I had come to a similar crossroad earlier this year. After having booked a tour with G Adventures to hike the Inca Trail to visit Machu Picchu, I made the choice to cancel my spot for the 4-day hiking experience and simply took a two-hour train trip and 30-minute bus ride up the mountain. My plantar fasciitis was flaring up and I knew that I would not be listening to “the soft animal of my body” to force it to climb all those stairs and steep inclines. When I was bemoaning my decision and feeling like a wuss, my daughter, Clancy, sweetly and wisely said to me, “Mom, I know you. It took more courage for you to make the decision not to hike that trail than it would have to climb a million steps.”
Which brings us to the real “roadmance” on my Camino – the love affair that I have going with my trekking poles. I am totally smitten. I sometimes talk to them and tell them how grateful I am to lean on them. How they take the hardest hit for me when I descend the steepest hills. How they give me the extra push I need when I don’t think I can take another step uphill. How they support me on the long stretches of road. I have grown utterly dependent on them.
I was confessing my devotion for my trekking poles with Claus on our first day of walking together. He asked me if he could carry them. I said, “Sure,” and handed them to him but he wouldn’t give them back to me. He asked me how I felt without them. At first, it was kinda nice, a little freer, less cumbersome.

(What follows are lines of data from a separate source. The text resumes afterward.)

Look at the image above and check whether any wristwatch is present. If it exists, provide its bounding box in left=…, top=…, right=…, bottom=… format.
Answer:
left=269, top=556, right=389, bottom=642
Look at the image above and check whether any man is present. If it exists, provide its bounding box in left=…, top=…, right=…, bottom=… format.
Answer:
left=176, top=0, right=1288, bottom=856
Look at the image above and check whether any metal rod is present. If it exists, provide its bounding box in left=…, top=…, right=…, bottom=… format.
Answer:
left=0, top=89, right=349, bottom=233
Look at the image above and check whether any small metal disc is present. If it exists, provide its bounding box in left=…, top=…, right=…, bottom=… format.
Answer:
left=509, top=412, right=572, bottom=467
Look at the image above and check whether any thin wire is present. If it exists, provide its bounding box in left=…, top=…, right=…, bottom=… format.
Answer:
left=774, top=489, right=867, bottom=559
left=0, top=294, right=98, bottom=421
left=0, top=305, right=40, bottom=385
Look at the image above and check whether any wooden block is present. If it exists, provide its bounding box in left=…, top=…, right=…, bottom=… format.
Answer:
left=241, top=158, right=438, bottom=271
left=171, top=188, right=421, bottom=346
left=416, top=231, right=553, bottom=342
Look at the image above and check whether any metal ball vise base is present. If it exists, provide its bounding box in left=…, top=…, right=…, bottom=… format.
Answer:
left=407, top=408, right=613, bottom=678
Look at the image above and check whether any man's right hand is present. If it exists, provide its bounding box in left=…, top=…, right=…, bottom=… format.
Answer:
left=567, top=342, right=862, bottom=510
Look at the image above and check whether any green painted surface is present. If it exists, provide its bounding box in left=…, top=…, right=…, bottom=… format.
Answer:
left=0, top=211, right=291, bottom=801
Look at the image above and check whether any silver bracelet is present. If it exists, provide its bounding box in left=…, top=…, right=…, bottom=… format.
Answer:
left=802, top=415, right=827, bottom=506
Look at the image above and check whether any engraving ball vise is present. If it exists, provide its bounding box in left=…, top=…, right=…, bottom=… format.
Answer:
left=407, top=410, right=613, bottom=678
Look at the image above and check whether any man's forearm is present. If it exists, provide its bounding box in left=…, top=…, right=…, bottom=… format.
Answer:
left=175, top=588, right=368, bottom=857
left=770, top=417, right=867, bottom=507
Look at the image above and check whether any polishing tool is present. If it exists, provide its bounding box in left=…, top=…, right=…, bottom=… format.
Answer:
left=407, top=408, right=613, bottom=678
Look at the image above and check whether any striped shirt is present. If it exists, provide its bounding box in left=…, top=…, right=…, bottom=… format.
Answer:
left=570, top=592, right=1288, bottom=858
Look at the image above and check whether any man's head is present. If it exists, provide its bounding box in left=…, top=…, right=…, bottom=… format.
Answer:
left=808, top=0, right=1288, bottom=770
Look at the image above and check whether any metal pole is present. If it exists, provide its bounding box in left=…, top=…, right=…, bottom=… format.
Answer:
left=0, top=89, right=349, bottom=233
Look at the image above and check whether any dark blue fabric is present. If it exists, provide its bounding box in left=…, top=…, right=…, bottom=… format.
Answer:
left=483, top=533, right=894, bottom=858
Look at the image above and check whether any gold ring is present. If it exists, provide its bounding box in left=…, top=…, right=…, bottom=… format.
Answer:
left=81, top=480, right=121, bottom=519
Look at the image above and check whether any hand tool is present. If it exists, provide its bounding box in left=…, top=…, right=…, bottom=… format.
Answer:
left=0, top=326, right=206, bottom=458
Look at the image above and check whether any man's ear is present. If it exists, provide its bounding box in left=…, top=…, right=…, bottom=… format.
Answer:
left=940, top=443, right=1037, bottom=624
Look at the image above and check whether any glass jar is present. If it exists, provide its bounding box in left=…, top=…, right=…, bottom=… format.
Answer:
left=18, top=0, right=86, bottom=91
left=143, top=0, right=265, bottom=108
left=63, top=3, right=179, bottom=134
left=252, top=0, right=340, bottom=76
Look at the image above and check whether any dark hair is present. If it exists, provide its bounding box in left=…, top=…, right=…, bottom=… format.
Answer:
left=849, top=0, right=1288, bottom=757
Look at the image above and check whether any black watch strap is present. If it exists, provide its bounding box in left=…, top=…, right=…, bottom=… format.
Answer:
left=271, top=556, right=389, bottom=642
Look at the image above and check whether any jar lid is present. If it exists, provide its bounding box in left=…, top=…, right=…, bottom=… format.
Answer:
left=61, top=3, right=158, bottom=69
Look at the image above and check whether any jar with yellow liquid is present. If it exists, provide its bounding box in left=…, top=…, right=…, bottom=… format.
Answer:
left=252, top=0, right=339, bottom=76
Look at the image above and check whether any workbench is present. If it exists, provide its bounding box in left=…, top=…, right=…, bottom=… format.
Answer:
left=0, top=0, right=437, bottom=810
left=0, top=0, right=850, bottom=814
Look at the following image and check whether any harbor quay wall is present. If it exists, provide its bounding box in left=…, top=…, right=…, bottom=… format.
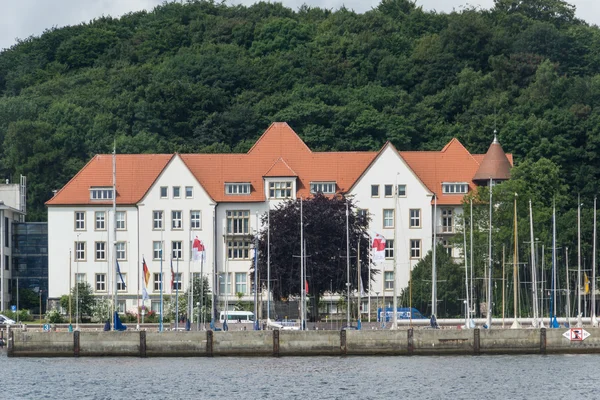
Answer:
left=7, top=328, right=600, bottom=357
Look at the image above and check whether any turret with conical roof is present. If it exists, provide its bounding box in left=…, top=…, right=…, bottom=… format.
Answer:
left=473, top=131, right=511, bottom=185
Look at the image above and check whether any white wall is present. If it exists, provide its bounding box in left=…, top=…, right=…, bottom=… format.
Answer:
left=350, top=146, right=432, bottom=304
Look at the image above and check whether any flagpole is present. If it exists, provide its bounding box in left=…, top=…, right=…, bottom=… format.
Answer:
left=175, top=254, right=180, bottom=330
left=108, top=140, right=118, bottom=330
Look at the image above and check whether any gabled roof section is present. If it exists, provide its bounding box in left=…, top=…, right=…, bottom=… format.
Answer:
left=473, top=135, right=512, bottom=181
left=263, top=157, right=298, bottom=177
left=248, top=122, right=312, bottom=156
left=46, top=154, right=173, bottom=206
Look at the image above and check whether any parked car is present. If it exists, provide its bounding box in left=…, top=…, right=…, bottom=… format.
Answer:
left=0, top=314, right=17, bottom=325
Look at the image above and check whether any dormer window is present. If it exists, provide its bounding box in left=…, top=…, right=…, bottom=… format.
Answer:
left=225, top=182, right=250, bottom=195
left=442, top=182, right=469, bottom=194
left=90, top=187, right=113, bottom=200
left=310, top=182, right=335, bottom=194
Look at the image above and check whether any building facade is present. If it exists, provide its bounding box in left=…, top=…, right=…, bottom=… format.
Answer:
left=47, top=123, right=510, bottom=318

But, then I started up another hill and I missed them. But, I was too proud to ask for them back so I kept climbing. And then I actually got teary. I wanted my poles! I needed their help! Claus must have sensed this and he asked if I wanted them back and with a catch in my voice I said, “Yes, I really do.”
I was a bit embarrassed by my silly emotional reaction to not having my trekking poles but Claus encouraged me to look deeper into the tenderness I was experiencing. I realized that it is not very easy for me to accept help but my poles supported me, unconditionally, without question or expectation. And, I had grown to depend on them and need them and love them. This sounds so dramatic but I know the root of this is deeper and I’m learning the lesson they are teaching me. I do need help and its okay to admit it and accept it. I don’t have to do it alone or everything the hard way. Thank you, my wonderful trekking poles. I am so grateful to be walking this Camino with you two.